People do not get sick from cold weather; it’s from being indoors a lot more.
This one is certainly wrong. People do get sick from cold weather; it’s called hypothermia, and dozens of people die from it every winter. Being from Minnesota, I know about this.
I think a more accurate version of that original statement would be
People get sick with ‘colds’ more often in winter, not from cold weather, but from being indoors a lot more.
And even that is only partially correct. Being indoors a lot more causes closer contact and thus more exposure to ‘cold’ germs from others; that’s how you catch ‘colds’.
[And given that most people are in the same offices or workplaces both summer & winter, I wonder if there is really any actual difference in the frequency of ‘colds’ during winter & summer. If that statement was made on SD, I’d ask for a cite.]
And all 40 are getting heartly sick of it.
Kristen
December 19, 2003, 11:20pm
23
Hitchcock was the surviving half of Siamese twins joined at the umbilical. There was only one bellybutton and it was lost along with his twin.
Are they sitting in a ashtray next to your bed?
Jimsus
December 20, 2003, 2:27am
27
Do you have a cite for this?
Also about the left-handed one, I’ve heard 13% for years. I’m a southpaw myself so people often like to say useless facts about lefties to me. This site also says 13%
Jimsus
Gllrnz
December 20, 2003, 7:30am
28
Um, Jimus? I think Kristen was joking about Hitchcock being a twin.
Hehe, ya know?
G.
Thanks for the responses. I was hoping for a cite that addressed all 25 of the claims, but the bits & pieces you’ve given are interesting and useful.
I gotta throw a flag on the the ‘baby knee cap’ thing.
A little digging turned up this:
Newborns do have kneecaps, Cathy. Kneecaps form about the fourth month of fetal life. However, they don’t show up on x-ray very well because they’re not ossified, or bony. At this point in life, the kneecaps are made of a cartilaginous material. The growth centers surrounding the kneecap form late in developmental life in utero and may not appear until just before or just after the infant is born.
Remember, infants are a work in progress. The potential for linear bone growth may continue until the late teens or early twenties. Although all the precursor tissues for the major bones are present at or immediately after birth, centers of ossification (where bone is laid down) continue to develop throughout childhood and beyond. For instance, the head of the femur appears at four months, the patella, or kneecap, starts showing signs of ossification at about 3 years in females and 4-5 years of age in males. Parts of the pelvic girdle (hips) don’t appear ossified until adolescence with the tubercle of the pubis not appearing until 18-20 years of age.

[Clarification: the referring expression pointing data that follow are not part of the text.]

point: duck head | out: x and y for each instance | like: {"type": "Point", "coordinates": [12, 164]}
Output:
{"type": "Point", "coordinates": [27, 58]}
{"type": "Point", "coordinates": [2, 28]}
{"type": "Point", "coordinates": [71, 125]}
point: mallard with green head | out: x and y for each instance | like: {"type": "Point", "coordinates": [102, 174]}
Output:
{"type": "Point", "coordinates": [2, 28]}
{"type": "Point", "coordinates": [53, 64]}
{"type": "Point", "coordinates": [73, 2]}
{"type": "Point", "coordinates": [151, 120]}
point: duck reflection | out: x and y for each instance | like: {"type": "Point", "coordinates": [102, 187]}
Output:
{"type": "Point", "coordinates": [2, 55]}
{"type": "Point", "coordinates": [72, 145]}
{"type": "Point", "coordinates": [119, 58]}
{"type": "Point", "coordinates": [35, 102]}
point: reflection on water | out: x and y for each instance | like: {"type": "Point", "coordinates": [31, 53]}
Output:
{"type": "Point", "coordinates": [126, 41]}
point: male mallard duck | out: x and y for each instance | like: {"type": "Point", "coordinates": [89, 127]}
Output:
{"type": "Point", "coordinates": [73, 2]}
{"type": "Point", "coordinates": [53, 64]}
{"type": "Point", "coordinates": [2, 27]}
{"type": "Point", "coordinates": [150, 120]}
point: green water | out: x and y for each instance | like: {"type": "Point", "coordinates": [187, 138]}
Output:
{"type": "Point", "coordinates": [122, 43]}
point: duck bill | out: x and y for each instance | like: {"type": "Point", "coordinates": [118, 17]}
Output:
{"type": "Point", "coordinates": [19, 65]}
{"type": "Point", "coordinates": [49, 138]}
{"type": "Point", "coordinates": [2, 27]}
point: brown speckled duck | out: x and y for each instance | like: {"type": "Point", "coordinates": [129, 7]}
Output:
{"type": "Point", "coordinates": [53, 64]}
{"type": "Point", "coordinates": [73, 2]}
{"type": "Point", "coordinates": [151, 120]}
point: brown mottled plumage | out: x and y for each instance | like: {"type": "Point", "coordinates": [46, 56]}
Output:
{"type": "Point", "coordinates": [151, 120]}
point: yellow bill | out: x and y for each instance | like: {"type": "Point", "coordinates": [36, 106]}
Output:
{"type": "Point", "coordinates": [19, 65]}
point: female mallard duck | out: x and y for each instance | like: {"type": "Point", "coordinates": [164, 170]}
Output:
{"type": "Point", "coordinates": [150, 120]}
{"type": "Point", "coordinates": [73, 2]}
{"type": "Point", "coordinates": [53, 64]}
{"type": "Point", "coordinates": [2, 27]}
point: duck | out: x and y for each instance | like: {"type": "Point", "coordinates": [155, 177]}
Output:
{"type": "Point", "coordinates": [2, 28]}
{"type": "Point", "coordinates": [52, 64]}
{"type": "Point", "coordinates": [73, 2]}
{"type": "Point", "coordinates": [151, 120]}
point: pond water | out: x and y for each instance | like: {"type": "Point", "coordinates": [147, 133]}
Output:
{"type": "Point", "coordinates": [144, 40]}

Why does this progressive development happen? As usual, we don’t know. There are clues that can lead to some speculation. When raised in tissue culture, the fetal tissues in question will form as cartilage, but will not ossify into bone. It is only with the presence of weight-bearing forces (along with the presence of chemical mediators) that these tissues ossify. In an article in Scientific American in 1995, researchers suggest that the reason that biological change happens is to promote the widest spread of DNA. In an evolutionary sense, it means the individual survives to reproductive age and can have children (“spread of DNA”). If creatures spent good energy ossifying bones before they were needed to bear weight, less energy would go to other developmental processes such as bodily growth or brain development, things that in the long run would be more likely to enhance the survival of the individual.
So they’re there (sorry about that) but they haven’t entirely ossified.